Der Hamburger Bürgermeister Peter Tschentscher greift seinen Berliner Amtskollegen Kai Wegner in einem Brief scharf an. Der Sozialdemokrat wirft dem Christdemokraten in seinem Schreiben vom 15. Juli „Missbrauch des Kirchenasyls“ vor, wie die Berliner Zeitung berichtet. Die Hamburger Senatskanzlei bestätigte auf Anfrage der Zeitung die Echtheit des Briefs.
In dem Schreiben fordert Tschentscher die Überstellung von vier afghanischen Flüchtlingen aus Berlin nach Hamburg. Diese sind derzeit in der evangelischen Dreieinigkeits-Gemeinde in Berlin-Steglitz untergebracht, die ihnen Kirchenasyl gewährt. Für die Rückführung der Betroffenen nach Schweden ist jedoch Hamburg zuständig, da es sich um Dublin-Fälle handelt, weil dort die erste Registrierung erfolgt ist.

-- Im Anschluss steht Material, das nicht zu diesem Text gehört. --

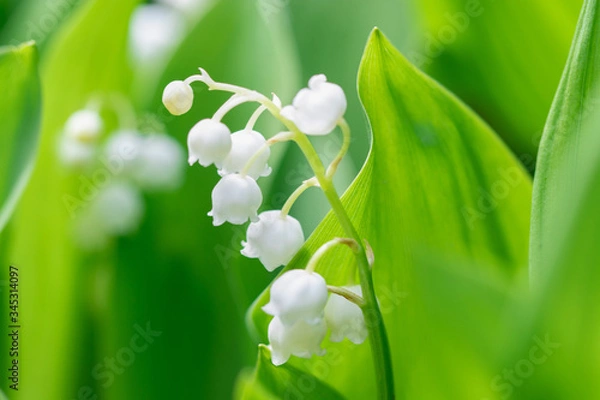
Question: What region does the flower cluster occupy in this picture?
[58,98,184,250]
[163,69,367,365]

Tschentscher kritisiert in dem Brief, es komme „zu einem systematischen Missbrauch des Kirchenasyls“. Er verweist darauf, dass die Rückführungspflicht der Männer nach Schweden rechtskräftig festgestellt worden sei und bereits gerichtliche Durchsuchungsbeschlüsse zur Vollstreckung vorlägen. Die Hamburger Ausländerbehörde habe die Berliner Polizei um Amtshilfe gebeten, diese sei jedoch mit Hinweis auf eine „politische Weisungslage“ abgelehnt worden. Was konkret dahintersteckt, bleibt unklar.

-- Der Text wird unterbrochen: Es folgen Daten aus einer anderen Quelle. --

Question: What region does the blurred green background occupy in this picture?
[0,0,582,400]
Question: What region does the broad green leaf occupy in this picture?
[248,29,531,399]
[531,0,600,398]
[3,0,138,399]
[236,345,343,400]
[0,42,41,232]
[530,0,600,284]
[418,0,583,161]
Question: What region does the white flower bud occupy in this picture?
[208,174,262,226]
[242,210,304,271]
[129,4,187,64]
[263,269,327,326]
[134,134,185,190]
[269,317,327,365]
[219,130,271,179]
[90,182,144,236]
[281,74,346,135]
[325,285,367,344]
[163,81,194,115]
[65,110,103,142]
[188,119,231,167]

Aus Berliner Sicht stellt sich die Situation anders dar. Eine Sprecherin der Innenverwaltung betonte gegenüber der Berliner Zeitung, es sei kein Brief aus Hamburg eingegangen, das Thema sei jedoch bekannt. Zudem liege die Zuständigkeit für die Durchsuchungsbeschlüsse formal bei der Hamburger Behörde, die diese auch ohne Berliner Unterstützung vollstrecken könne. „Wir brechen kein Kirchenasyl“, so die Sprecherin weiter. Auch die Berliner Polizei habe signalisiert, dass sie den Außenbereich sichern könne, ein Eindringen in Kirchenräume jedoch ablehne.
In Hamburg gibt es hingegen bereits Erfahrungen mit der Aufhebung von Kirchenasyl. Im September 2024 wurde dort ein Afghane trotz Kirchenasyl von der Polizei aus einer Gemeinde abgeholt und abgeschoben.

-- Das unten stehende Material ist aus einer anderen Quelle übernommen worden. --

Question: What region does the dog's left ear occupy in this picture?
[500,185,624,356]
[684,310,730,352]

Tschentscher warnt in seinem Brief vor einer Aushöhlung des Rechtsstaats und schreibt: „Die Missachtung gerichtlicher Beschlüsse durch staatliche Stellen ist ein schwerer Schlag gegen den Rechtsstaat.“ Er fordert Wegner auf, die aktuelle Praxis der Berliner Polizei zu beenden und die Hamburger Behörden bei der Durchsetzung der Überstellungen zu unterstützen, zumindest dort, wo die Fristen gemäß Dublin-Verordnung noch nicht abgelaufen sind.
Laut Bundesamt für Migration und Flüchtlinge (BAMF) wurden im Jahr 2024 deutschlandweit 2386 Fälle von Kirchenasyl gezählt, 2023 waren es 2065. Dabei befanden sich zuletzt knapp 3000 Menschen im Schutz kirchlicher Räume, um eine drohende Abschiebung abzuwenden.